KOMPAS.com – Deputi Pemenuhan Hak dan Perlindungan Anak Marwan Syaukani mengajak pemerintah dan masyarakat agar lebih memperhatikan hak penyandang disabilitas.
Marwan mengatakan itu dalam "Rapat Koordinasi dari Solo untuk Indonesia Menuju Masyarakat Inklusi Melalui Pendidikan Inklusi Transisi" yang dilaksanakan di Hotel Alila, Solo, Rabu (26/9/2018).
Dalam paparannya, Marwan mengatakan, perhatian terhadap anak berkebutuhan khusus (ABK) di Indonesia masih rendah. Berdasarkan data tahun 2016 jumlah anak penyandang disabilitas mencapai 12,5 persen.
Dari jumlah itu, sebesar 10,8 persen masih bisa dididik, tetapi 1,7 persen lainnya tidak bisa dilatih atau dididik. Hal inilah yang kemudian menjadi perhatian pemerintah.
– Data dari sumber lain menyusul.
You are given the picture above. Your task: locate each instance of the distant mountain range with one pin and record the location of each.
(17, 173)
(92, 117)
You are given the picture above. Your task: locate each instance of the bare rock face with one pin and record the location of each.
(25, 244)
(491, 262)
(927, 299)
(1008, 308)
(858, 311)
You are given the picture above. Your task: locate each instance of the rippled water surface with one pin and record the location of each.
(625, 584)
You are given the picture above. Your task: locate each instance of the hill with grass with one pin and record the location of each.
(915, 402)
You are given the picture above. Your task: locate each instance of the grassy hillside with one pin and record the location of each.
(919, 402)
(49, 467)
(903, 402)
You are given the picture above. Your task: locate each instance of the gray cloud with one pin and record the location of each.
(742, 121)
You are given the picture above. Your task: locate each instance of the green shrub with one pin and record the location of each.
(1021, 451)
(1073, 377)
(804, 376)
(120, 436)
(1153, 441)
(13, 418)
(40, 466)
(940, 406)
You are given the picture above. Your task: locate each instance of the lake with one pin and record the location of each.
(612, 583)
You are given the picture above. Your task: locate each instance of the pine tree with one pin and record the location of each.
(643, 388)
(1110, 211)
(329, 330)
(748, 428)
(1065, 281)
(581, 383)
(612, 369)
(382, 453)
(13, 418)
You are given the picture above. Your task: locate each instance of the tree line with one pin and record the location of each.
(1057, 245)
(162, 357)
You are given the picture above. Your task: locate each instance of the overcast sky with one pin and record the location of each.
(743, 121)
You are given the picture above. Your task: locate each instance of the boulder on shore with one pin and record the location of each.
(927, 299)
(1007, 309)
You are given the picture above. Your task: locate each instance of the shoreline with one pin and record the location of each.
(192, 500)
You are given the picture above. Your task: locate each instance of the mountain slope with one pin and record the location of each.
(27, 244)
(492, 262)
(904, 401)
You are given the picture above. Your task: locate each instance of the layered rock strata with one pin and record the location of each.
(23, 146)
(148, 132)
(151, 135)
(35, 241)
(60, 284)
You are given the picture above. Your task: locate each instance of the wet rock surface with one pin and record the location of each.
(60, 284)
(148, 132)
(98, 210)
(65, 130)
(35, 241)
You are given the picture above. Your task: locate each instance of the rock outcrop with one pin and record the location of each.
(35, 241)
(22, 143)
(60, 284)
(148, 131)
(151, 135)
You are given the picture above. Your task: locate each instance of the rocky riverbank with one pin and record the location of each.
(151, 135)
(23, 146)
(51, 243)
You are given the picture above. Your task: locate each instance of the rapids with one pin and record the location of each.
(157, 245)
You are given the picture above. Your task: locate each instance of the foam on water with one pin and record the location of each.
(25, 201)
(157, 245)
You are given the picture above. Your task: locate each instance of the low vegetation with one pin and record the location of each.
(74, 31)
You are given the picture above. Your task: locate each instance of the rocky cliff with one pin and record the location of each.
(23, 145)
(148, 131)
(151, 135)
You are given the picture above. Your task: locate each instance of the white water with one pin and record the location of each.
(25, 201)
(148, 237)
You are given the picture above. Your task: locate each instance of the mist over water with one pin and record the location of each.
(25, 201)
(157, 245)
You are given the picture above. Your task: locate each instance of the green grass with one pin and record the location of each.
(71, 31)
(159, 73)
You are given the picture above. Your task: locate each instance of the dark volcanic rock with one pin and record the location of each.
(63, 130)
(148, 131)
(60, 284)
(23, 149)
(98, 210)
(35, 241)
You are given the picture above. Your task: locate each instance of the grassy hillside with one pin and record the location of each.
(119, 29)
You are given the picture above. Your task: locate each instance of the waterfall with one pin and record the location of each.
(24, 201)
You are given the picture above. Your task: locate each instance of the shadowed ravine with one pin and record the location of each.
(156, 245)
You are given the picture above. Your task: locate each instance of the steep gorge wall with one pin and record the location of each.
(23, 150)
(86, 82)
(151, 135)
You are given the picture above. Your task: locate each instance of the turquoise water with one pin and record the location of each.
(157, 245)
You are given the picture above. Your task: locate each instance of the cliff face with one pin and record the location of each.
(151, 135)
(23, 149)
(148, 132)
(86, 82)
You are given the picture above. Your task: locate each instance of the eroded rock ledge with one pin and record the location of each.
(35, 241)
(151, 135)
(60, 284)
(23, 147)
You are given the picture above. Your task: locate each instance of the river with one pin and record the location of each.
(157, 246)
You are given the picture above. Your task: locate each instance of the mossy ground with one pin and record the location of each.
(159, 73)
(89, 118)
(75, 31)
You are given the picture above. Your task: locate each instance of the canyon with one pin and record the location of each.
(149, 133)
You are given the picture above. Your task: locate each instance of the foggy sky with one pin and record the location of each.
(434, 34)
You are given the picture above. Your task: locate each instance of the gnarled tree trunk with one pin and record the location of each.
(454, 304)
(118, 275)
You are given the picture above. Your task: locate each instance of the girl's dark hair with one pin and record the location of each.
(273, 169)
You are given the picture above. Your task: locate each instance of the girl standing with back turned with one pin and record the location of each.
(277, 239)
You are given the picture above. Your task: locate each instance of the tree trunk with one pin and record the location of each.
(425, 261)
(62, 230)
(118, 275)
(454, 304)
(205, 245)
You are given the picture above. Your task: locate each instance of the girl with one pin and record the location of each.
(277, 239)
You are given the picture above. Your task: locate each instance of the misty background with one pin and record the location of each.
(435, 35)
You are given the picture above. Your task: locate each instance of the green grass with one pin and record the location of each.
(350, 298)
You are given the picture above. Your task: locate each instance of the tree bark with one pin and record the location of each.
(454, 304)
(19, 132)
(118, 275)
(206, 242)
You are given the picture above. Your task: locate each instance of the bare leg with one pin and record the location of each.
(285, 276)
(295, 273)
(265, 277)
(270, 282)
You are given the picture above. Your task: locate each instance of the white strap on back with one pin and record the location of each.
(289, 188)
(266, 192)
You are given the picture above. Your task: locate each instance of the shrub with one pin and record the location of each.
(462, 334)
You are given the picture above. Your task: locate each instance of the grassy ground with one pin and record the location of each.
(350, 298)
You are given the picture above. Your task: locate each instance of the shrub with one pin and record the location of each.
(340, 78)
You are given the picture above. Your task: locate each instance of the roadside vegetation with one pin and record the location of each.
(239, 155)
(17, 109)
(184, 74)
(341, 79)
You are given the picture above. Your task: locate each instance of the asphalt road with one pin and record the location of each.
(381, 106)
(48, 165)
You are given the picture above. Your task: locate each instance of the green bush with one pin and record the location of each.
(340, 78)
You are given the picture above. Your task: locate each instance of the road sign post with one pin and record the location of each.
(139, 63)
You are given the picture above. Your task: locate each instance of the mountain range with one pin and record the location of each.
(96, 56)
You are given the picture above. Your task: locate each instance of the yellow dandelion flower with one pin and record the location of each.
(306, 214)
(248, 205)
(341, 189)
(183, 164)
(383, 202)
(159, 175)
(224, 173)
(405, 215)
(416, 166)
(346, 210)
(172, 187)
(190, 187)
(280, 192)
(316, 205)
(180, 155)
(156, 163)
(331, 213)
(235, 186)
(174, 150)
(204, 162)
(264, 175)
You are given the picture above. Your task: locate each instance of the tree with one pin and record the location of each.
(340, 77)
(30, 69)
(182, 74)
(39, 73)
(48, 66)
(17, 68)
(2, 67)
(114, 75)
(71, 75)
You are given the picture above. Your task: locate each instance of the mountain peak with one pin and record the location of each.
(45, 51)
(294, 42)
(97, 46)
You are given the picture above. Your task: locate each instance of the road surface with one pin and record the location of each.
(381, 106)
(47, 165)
Untuk itu, rapat koordinasi ini merupakan upaya pemenuhan hak pendidikan bagi ABK dan anak penyandang disabilitas yang masih menemui berbagai masalah, seperti penolakan di sekolah umum maupun sekolah inklusi.
Ada banyak faktor yang melatarbelakangi penolakan ABK dan anak penyandang disabilitas. Diantaranya adalah tenaga kependidikan yang belum ramah anak, kurangnya guru pendamping, biaya penyediaan guru pendamping yang mahal, rentannya perundungan bagi anak penyandang disabilitas dan masih banyak lagi.
Kondisi itu tentu memprihatikan. Padahal hak-hak anak penyandang disabilitas telah dilindungi oleh UU 23 tahun 2002 tentang perlindungan anak, UU No. 35 Tahun 2014, UU No. 8 Tahun 2016 tentang Penyandang Disabilitas, prinsip SDG’s “No One will be left Behind.”
Karena pelaksanaan pemenuhan hak-hak ini menjadi tanggung jawab pemerintah pusat dan daerah. Maka kini, pemerintah didorong untuk bisa menciptakan masyarakat inklusi yang tidak saling membedakan, mampu menerima berbagai bentuk keberagaman dan perbedaan, serta menunjang mereka menjadi masyarakat yang mandiri.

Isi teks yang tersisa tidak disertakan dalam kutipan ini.